The first Squeaky was the name that Jay, a little kid in Abernathy, Texas, pop. 2,000 then and now (“When somebody’s born they have to shoot somebody so they don’t have to spend the money to change the sign”), gave to the Jerry Mahoney doll he found on the top shelf of his cousin Judy’s toy closet. Judy said, “It’s broken. It’s supposed to talk but it doesn’t.” Six-year old Jay reached around in back to where the controls were that opened the mouth, and got the doll to say hello. Judy laughed. “How did you do that?” she asked. Grandma laughed.
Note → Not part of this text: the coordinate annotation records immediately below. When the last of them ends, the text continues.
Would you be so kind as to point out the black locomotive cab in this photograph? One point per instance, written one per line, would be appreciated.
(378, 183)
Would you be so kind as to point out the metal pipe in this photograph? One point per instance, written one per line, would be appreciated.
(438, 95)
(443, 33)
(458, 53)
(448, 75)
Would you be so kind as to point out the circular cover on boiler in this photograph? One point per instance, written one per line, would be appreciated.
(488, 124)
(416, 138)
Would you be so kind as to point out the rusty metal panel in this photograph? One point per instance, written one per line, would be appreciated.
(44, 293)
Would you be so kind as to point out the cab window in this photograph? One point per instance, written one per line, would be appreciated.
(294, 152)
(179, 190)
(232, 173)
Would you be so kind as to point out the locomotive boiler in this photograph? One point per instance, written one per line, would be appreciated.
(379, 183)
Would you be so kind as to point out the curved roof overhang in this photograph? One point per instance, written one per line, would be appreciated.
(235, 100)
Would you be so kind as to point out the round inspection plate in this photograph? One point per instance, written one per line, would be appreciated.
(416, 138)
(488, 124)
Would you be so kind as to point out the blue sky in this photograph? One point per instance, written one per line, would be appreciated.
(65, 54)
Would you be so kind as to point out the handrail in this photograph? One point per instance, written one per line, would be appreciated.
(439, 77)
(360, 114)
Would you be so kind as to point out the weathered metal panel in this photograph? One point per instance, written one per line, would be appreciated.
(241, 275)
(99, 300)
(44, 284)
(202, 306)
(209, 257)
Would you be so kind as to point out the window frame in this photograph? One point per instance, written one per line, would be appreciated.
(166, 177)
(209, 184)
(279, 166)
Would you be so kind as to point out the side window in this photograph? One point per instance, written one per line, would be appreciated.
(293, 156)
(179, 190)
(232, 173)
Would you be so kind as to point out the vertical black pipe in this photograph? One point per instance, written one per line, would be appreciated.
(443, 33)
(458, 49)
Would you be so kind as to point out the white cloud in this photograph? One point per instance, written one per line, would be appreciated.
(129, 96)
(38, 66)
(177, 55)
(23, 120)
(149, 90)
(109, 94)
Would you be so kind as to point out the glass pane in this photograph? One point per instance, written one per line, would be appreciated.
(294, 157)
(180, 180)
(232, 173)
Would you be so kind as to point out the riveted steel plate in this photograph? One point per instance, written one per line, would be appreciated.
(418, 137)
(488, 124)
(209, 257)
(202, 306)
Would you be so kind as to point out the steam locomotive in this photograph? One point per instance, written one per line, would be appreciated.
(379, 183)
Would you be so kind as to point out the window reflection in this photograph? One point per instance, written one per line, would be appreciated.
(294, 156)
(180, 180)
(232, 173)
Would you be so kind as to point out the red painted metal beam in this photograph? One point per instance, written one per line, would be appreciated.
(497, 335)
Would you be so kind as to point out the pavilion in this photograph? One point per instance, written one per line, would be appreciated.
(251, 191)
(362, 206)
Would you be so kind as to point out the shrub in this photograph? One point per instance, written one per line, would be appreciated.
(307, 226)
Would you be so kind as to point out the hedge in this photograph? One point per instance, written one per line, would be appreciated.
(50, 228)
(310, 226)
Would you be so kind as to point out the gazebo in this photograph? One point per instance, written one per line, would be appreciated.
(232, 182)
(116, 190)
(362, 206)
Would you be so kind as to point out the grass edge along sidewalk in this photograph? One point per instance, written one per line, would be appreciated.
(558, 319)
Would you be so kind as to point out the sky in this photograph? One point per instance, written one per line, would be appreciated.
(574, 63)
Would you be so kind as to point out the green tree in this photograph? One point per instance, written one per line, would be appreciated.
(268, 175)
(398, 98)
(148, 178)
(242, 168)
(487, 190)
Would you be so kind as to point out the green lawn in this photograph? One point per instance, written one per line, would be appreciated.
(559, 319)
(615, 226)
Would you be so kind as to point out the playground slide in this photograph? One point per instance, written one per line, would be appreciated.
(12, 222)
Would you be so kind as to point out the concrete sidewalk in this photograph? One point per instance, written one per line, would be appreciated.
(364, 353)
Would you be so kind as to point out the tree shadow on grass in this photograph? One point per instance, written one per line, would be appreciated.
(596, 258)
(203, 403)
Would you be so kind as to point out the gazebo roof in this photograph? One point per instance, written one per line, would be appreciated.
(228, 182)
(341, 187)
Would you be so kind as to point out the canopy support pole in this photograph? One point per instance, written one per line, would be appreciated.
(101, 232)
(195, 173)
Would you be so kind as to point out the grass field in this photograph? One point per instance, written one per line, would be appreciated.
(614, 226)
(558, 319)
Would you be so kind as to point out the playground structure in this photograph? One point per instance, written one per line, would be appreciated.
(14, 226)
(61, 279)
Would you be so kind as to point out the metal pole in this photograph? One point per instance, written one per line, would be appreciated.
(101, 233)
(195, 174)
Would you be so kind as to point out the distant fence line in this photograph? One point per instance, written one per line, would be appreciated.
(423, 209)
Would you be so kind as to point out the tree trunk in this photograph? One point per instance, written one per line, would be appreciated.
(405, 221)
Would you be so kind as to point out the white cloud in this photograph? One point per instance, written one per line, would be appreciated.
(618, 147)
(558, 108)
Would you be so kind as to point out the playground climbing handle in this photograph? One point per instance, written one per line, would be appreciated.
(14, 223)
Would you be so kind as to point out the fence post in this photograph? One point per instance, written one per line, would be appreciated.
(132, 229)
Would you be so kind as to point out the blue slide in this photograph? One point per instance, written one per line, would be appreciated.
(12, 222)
Uncle laughed. “I knew at that moment I had found my drug of choice,” says Jay Johnson. “A childhood passion worked out to be a career."

Some ten years later, as a Dallas high-schooler working ten shows a day seven days a week at Six Flags Over Georgia, Jay knew Squeaky had had it; he was spending more time fixing his worn-out companion than talking with it. In a ventriloquy magazine Jay came across the name of Arthur Sieving.

“I called him on the phone. We talked for an hour. I was 17, he was 71. He told me he was retired, didn’t know how I got his telephone number, but said he’d send me pictures of his work as a sculptor of ventriloquists’ dolls. I got the pictures, and it was indeed what I was waiting for. When I called back, he told me he had already started. Art Sieving. Just a sweet, sweet guy. He’s gone now. He used to say his act was very de-sieving.” Johnson has performed at industrial shows and the like in New York City, but this is his first appearance in a New York theatre. Many in the audience will remember him from his four years on “Soap” — “the only time in a TV series they used a real ventriloquist to play a ventriloquist.”

Valentine Vox, the author of "I Can See Your Lips Moving," once told Johnson about a trip Vox made to Japan, where he’d heard a ventriloquy master tell his students that ventriloquism was invented by Edgar Bergen. As it happens, Jay Johnson knew and has worked with Edgar Bergen. “He said something to me that I’ll never forget: ‘I’m certainly glad there will be somebody to run with the football when the pass is thrown.’”

Johnson and Squeaky catch that pass at the Atlantic Theater.